En un mot, les droits les plus sacrés de la nature furent violés. Trois cens sénateurs, & plus de deux mille chevaliers furent enveloppés dans cette affreuse proscription. Toutes ces horreurs, inconnues dans les siecles les plus barbares, & aux nations les plus féroces, se sont passées dans des tems éclairés, & par l’ordre des hommes les plus polis de leur tems. Elles ont été les fruits sanglans de ces désordres civils, & de ces vapeurs intestines qui étouffent les cris de l’humanité. (D. J.)

Proscription, (Hist. des Grecs.) les proscriptions chez les Grecs se faisoient avec les plus grandes formalités ; un héraut publioit par ordre du souverain qu’on récompenseroit d’une certaine somme, appellée ἐπικηρυσσόμενα χρήματα, quiconque apporteroit la tête du proscrit. De plus, afin qu’on se dévouât sans peine à faire le coup, & que le vengeur de la patrie sût où prendre la récompense dès qu’il l’auroit méritée ; on déposoit publiquement sur l’autel d’un temple la somme promise par le héraut. C’est ainsi que les Athéniens mirent à prix la tête de Xerxès ; & il ne tint pas à eux qu’elle leur coutât cent talens.

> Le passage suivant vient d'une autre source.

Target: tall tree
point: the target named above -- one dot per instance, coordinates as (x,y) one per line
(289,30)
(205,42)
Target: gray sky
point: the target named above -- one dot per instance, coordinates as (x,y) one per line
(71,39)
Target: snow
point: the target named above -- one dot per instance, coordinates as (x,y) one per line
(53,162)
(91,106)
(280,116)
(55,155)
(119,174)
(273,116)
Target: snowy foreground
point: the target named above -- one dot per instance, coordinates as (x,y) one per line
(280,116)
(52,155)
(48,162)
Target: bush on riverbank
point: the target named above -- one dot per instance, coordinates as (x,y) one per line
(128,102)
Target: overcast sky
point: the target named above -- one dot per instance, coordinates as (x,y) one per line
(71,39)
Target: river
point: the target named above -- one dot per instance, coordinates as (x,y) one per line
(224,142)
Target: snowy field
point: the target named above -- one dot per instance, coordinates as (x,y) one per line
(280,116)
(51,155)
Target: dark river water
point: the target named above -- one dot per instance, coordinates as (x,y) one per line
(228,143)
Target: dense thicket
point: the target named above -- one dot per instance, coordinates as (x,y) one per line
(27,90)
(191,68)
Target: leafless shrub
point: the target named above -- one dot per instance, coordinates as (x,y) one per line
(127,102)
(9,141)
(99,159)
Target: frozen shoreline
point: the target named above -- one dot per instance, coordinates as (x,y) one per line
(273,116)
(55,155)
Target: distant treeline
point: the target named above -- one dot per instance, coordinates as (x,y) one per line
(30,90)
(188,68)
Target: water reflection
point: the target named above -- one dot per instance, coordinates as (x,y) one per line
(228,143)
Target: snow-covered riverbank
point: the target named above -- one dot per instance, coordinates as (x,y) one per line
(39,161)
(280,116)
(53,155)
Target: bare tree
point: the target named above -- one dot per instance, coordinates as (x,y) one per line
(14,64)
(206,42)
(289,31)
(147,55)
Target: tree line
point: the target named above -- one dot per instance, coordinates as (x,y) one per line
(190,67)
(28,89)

On trouvera dans la comédie des oiseaux d’Aristophane, une formule de proscription contre Diagoras de Mélos. (D. J.)

PROSCRIT, s. m. (Jurisprud.) on entendoit quelquefois par-là chez les Romains celui dont la tête étoit mise à prix, mais plus communément ceux qui étoient condamnés à quelque peine, emportant mort naturelle ou civile. Le tit. XLIX. du liv. IX. du code est intitulé de bonis proscriptorum. Voyez Confiscation.

Parmi nous on regarde comme proscrit tout homme qui est noté d’infamie, & qui est banni du commerce des honnêtes gens. (A)

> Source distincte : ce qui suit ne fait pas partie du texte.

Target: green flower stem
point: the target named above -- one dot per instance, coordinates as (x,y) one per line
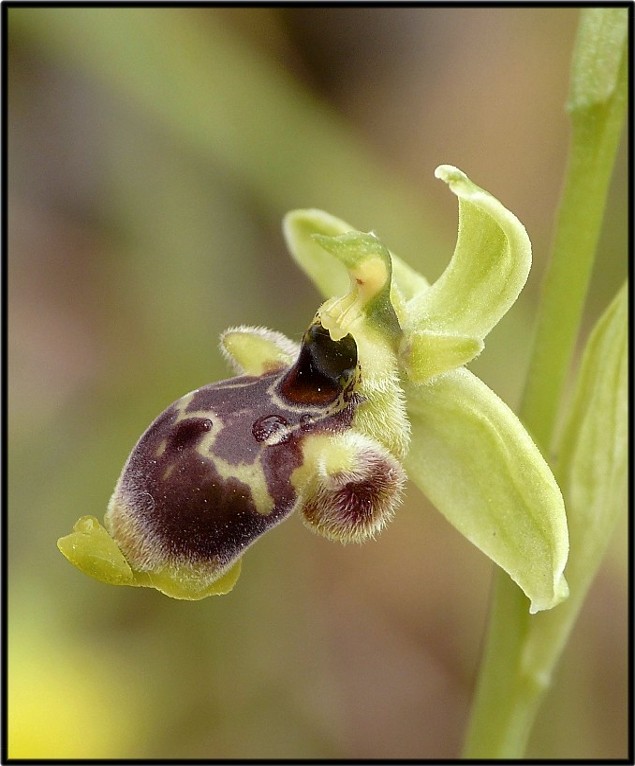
(597,105)
(522,649)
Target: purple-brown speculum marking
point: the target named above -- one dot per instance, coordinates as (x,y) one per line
(188,478)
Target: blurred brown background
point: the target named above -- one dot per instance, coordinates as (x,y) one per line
(152,154)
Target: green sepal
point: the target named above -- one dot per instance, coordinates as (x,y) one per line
(94,552)
(370,269)
(593,450)
(423,354)
(327,272)
(474,460)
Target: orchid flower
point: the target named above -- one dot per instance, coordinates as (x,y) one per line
(376,392)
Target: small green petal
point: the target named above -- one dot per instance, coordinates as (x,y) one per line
(426,354)
(474,460)
(488,270)
(92,550)
(593,459)
(328,272)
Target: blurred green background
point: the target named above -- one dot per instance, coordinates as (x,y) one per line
(152,154)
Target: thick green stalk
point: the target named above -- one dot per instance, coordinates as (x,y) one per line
(522,650)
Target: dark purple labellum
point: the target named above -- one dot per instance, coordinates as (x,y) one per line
(213,472)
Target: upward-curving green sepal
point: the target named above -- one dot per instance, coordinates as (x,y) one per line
(488,270)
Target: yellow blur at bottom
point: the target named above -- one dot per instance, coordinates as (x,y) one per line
(65,701)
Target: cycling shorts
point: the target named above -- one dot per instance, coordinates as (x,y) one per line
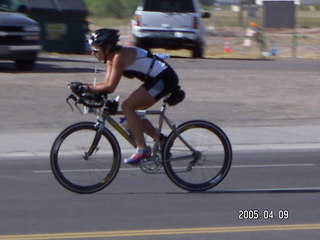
(163,84)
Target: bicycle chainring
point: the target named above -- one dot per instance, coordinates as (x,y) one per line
(151,165)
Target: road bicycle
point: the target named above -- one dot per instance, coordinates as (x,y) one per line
(86,156)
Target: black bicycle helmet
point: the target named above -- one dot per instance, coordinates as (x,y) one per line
(105,37)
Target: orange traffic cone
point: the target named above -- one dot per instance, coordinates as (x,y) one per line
(227,45)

PROSE, s. f. (Littérat.) est le langage ordinaire des hommes, qui n’est point gêné par les mesures & les rimes que demande la poésie ; elle est opposée au vers. Voyez Vers. Ce mot vient du latin prosa, que quelques-uns prétendent dérivé de l’hébreu poras, qui signifie expendit ; d’autres le dérivent de prorsa ou prorsus, qui va en avant par opposition à versa, qui retourne en arriere, ce qu’il est nécessaire de faire lorsqu’on écrit en vers.

Quoique la prose ait des liaisons qui la soutiennent, & une structure qui la rend nombreuse ; elle doit paroître fort libre, & n’avoir rien qui sente la gêne. Voyez Style, Cadence, &c.

Il est rare que les poëtes écrivent bien en prose, ils se sentent toujours de la contrainte à laquelle ils sont accoutumés.

Saint-Evremond compare les écrivains en prose aux gens de pié, qui marchent plus tranquillement & avec moins de bruit.

Quoique la prose ait toujours été comme elle l’est aujourd’hui le langage ordinaire des hommes, elle

n’a pas d’abord été consacrée aux ouvrages d’esprit, ni même à conserver la mémoire des évenemens comme la poésie. Phérécy de Syros, qui vivoit au siecle de Cyrus, écrivit un ouvrage de philosophie, & c’étoit le premier ouvrage en prose qu’on eût vu parmi les Grecs, si l’on en croit Pline, qui dit de ce Phérécyde, prosam primus condere instituit. Mais ce passage de Pline signifie que cet auteur fut le premier qui traita en prose des matieres philosophiques, ou qui s’appliqua à donner à la prose cette espece de cadence, qui lui est propre dans les langues dont les syllabes reçoivent des accens sensiblement variés, telle qu’est la langue greque, & c’est ce qu’insinue le mot condere, qui signifie proprement arranger, disposer. Il ne s’ensuit nullement de-là que Phérécy de ait été le premier écrivain en prose qu’ayent eu les Grecs. Car Pausanias parle d’une histoire de Corinthe écrite en prose, & attribuée à un certain Rumelus, que la chronique d’Eusebe place à la onzieme olympiade ou vers l’an 740 avant Jesus-Christ, c’est-à-dire deux cens ans avant Phérécyde & le siecle de Cyrus. Il en a presque été de même parmi toutes les autres nations. Dans les monumens publics, les chroniques, les lois, la philosophie même, les vers ont été en usage avant la prose. Ainsi, parmi nous, il a été un tems où l’on ne croyoit pas que la prose françoise méritât d’être transmise à la postérité. A peine avons-nous un ou deux ouvrages de prose antérieurs à Villehardouin & à Joinville, tandis que nos bibliotheques sont encore pleines de poëmes historiques, allégoriques, moraux, &c. composés dans des tems très-reculés. Mémoires de l’académie des Belles-Leures, tome VI.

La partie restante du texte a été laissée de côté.